Kurtuluş önderleri  bu halk ve onlara karşı olanları aşarak 16 Şubat 1925 yılında  Türkiye Tayyare Cemiyetini , şu anda gündemde olan  Türk Hava Kurumunu kurmuş. Bu kurum fakir halkı bağışları ile kurulmuş.

Bir yıl sonra 1926 yılında Kayseri’de  Uçak Fabrikası kurulmuş, 1932 yılında Eskişehir’de tayyare Tamir Fabrikası kurulmuş. 1941 yılında Türk Hava Kurumu  Ankara Etimesgut Uçak Fabrikasını kuruyor.

30 Ağustos Zafer bayramının yanında Tayyare Bayramı olarak kutlanıyor. Halk havacılıkta bu gelişmeleri gördüğü için bağışta bulunuyor.

Bağış karşılığında alınan uçaklara bağış yapan illerin adı veriliyor. Bu kadar çabaya ve Türkiye’nin uçak ihraç eden bir ülke konumuna gelmesine karşın.1950 yılında uçak fabrikaları kapatılıyor.

Nereden nereye. bugün bırakınız ülkemizde uçuk yapmayı hangi ülkeden uçak alalım yarışı içindeyiz.

Gel de o günleri özleme.

SEÇİLMİŞLERE SAHİP ÇIKMALIYIZ

Demokrasilerde  seçilmiş yöneticiler  halkı  temsil eder, halkın tercihleriyle o göreve gelirler. Yine halkın iradesiyle o görevlerinden ayrılmak zorunda kalırlar.

Onlar her zaman   halkın sorumluluğunu  omuzlarında taşımak zorundadır.

Resmi kurumların eksikliklerini veya seçilmiş yöneticilerin imkansızlık nedeniyle yapamadığı işlerin faturasını seçilmişlere yükleyip” Vur abalıya” denirse. İşte bu olmaz.

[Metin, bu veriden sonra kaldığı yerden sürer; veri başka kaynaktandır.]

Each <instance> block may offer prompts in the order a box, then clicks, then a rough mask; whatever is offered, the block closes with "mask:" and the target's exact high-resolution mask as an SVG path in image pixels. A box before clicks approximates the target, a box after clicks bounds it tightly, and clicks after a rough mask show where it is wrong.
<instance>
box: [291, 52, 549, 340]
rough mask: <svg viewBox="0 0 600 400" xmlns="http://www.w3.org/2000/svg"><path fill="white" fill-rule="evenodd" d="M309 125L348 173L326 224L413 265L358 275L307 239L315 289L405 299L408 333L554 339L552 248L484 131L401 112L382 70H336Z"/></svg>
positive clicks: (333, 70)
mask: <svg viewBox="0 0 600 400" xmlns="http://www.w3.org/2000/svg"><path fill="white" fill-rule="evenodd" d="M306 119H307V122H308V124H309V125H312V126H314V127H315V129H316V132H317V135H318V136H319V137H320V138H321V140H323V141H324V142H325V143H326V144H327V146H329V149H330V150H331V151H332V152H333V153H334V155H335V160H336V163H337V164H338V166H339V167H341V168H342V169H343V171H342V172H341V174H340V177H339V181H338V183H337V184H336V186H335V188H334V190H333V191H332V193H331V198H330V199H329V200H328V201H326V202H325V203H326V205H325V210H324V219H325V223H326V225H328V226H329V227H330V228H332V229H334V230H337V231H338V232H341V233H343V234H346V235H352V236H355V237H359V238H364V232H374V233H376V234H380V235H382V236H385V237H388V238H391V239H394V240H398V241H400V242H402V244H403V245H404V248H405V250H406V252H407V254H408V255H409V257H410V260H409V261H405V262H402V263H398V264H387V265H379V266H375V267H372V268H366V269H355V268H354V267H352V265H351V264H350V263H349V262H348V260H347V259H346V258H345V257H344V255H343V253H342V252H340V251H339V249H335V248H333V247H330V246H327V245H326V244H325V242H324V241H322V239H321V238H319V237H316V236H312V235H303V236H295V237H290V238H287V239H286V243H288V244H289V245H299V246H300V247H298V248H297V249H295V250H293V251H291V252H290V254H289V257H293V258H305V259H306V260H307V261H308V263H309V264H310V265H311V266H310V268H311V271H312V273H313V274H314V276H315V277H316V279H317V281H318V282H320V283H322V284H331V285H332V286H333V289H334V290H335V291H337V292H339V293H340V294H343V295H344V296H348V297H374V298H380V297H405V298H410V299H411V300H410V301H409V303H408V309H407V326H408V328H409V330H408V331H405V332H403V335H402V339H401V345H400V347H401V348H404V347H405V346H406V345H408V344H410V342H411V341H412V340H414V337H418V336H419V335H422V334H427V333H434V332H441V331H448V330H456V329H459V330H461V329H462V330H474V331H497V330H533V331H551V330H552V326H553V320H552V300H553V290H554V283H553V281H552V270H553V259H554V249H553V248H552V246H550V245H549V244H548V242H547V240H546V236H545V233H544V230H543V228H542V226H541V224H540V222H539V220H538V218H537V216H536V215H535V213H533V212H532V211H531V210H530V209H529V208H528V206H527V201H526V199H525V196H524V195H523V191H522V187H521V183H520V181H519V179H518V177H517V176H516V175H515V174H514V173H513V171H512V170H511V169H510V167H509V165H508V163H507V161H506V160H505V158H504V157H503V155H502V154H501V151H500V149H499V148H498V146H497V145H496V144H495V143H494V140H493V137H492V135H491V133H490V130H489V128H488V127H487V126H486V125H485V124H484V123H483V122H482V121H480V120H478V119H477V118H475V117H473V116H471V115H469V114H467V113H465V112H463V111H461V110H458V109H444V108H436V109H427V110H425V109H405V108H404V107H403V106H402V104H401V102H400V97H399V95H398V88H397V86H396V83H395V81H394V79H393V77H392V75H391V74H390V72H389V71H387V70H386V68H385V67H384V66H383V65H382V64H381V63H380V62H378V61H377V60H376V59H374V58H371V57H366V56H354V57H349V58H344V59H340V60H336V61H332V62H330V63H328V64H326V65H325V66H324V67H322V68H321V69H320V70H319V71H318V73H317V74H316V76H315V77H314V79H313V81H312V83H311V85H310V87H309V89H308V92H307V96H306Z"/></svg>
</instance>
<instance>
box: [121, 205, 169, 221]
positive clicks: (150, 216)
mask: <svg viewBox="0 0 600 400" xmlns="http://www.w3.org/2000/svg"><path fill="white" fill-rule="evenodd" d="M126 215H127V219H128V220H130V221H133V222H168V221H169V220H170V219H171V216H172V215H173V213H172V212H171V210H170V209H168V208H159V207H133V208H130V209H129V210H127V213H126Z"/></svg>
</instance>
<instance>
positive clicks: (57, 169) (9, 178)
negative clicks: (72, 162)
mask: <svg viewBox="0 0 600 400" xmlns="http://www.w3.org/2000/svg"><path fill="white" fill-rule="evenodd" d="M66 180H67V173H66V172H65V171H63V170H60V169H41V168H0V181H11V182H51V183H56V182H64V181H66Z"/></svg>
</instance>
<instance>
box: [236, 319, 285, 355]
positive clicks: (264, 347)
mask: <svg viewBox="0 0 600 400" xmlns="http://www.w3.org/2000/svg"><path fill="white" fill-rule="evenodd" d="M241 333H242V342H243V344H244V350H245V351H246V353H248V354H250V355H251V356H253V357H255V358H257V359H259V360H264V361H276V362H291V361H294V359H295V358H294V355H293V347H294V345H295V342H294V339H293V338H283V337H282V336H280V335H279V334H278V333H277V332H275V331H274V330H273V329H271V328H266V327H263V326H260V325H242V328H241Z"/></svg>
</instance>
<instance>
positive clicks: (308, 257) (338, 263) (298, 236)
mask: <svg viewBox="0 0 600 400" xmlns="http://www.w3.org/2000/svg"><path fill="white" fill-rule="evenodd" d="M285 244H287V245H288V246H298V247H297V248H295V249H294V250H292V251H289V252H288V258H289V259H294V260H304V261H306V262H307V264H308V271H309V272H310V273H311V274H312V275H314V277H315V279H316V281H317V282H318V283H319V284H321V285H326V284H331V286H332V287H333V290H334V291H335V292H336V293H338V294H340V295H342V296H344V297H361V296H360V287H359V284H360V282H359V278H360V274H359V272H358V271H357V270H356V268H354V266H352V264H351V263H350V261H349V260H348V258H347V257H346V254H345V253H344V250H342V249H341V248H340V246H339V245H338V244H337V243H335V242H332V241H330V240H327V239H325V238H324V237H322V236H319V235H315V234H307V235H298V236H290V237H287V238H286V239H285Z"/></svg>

Özellikle mahalli yöneticilere eleştiri yöneltirken  konuyu iyice inceleyip ona göre suçlamak gerekir.Ne yazık ki, özellikle  muhalefetteki mahalli yönetimlerin  görev yapma imkanları çok kısıtlı.Yönetimde olanlar onun  büyük sıkıntısını çekiyor.

Bu yöneticiler devlet imkanlarından iktidarda olan yöneticiler kadar yararlanamıyor.

Yöneticileri eleştirirken  sorunun çözümü için bu haksızlıkların  yapılmaması konusunda da eleştiri getirmeli. Tüm suçu muhalefette olan mahalli yöneticilere  yüklersek işin aslını kavramamış oluruz.

Böylece atanmışların seçilmişler üzerindeki etkisinin daha da artmasına neden oluruz.

Bazı illerde bunun emarelerini görüyoruz.

Seçilmişlerin yerine atanmışların gelmesi özentisinde olanlar. Böyle idare edilen illerin yaşayanların ne durumda olduklarını araştırsınlar.

Atanmışların halka sorumluluğu seçilmişler kadar olamaz. Farklı beklenti içinde olanlar bunu da dikkate almak zorundadır.

FIKRA

FUTBOL VE ÖTEKİ TARAF

Elli yılı bulan uzun süreli dostluklarında  aralarındaki en önemli ortak nokta Fenerbahçe aşkıydı.

İki eski dosttan birisi ölümcül bir hastalığı  yakalandığında, diğeri başucunda oturmuş vedalaşıyorlardı.

-“ Hasan dostum seni çok özleyeceğim.” Diye gözyaşı dökerken  birden durakladı.

-“ Senden önemli bir isteğim olacak. Hep öteki dünyada futbol mar mı yok mu diye merak etmişimdir. Eğer varsa gelip bana haber verir misin?

 Arkadaşı:”

 -“ Söz eğer orada da futbol varsa  mutlaka sana söyleyeceğim.”

Hasan’ın ölümünden birkaç ay sonra  futbol aşığı yaşlı adam göz kamaştıran bir ışık görüp  yatağından doğrulur.

“ hasan dostum sen misin?”

-“ Evet benim”

-“ ne olur çabuk söyle ahrette de futbol var mı?”-“ Bu konuda bir iyi bir de kötü haberim var sana”

-2 İyi haberin ne?”

-Burada  ülkemizdeki süper ligin aynısı var. her hafta sonu  maç  yapıyoruz.”

-“ peki bana vereceğin kötü haberin ne?”

-“ bu Pazar oynanacak maçta sen  kalede yer alıyorsun”

BUNLARI BİLİYOR MUSUNUZ,?

MONDROS’UN İNTİKAMI İÇİN  MUDANYA SEÇİLDİ

Kurtuluş savaşı sonrasında Ülkenin parçalanmasına yönelik Mondros Mütarekesinin intikamını almak için  Adının baş harfi “ M”  olan bir  yer olan  Mudanya ilçesinde mütareke yapıldı.

1-KABAK YANINA EKİLEN KARPUS SARI İÇLİ OLUR.

2-SALEP BURDUR İLİ BUCAK KAZASINDA YETİŞİR.

Salep’in  yapıldığı orkide yumruları değirmende öğütülür, önemli bir içecek haline gelir.

 Bu çevrede  10 ton salep üretiliyor. Salep ihtiyacının %90’ı bu küçük şehirden elde ediliyor.

----------------------------------------------------------------------------------------------

MALTA SÜRGÜNÜ

Malta sürgününde İngilizler  Türkiye’yi Ermeni katliamında suçlu göstermek için tüm belgeleri topladılar .

Bu belgelerde Türkleri suçlayacak belge bulamadıkları için malta sürgünlerini serbest  bıraktılar.

ÖZLÜ SÖZ

Başarı merdivenlerine  elleriniz cebinizde olduğu  zaman ulaşamazsınız.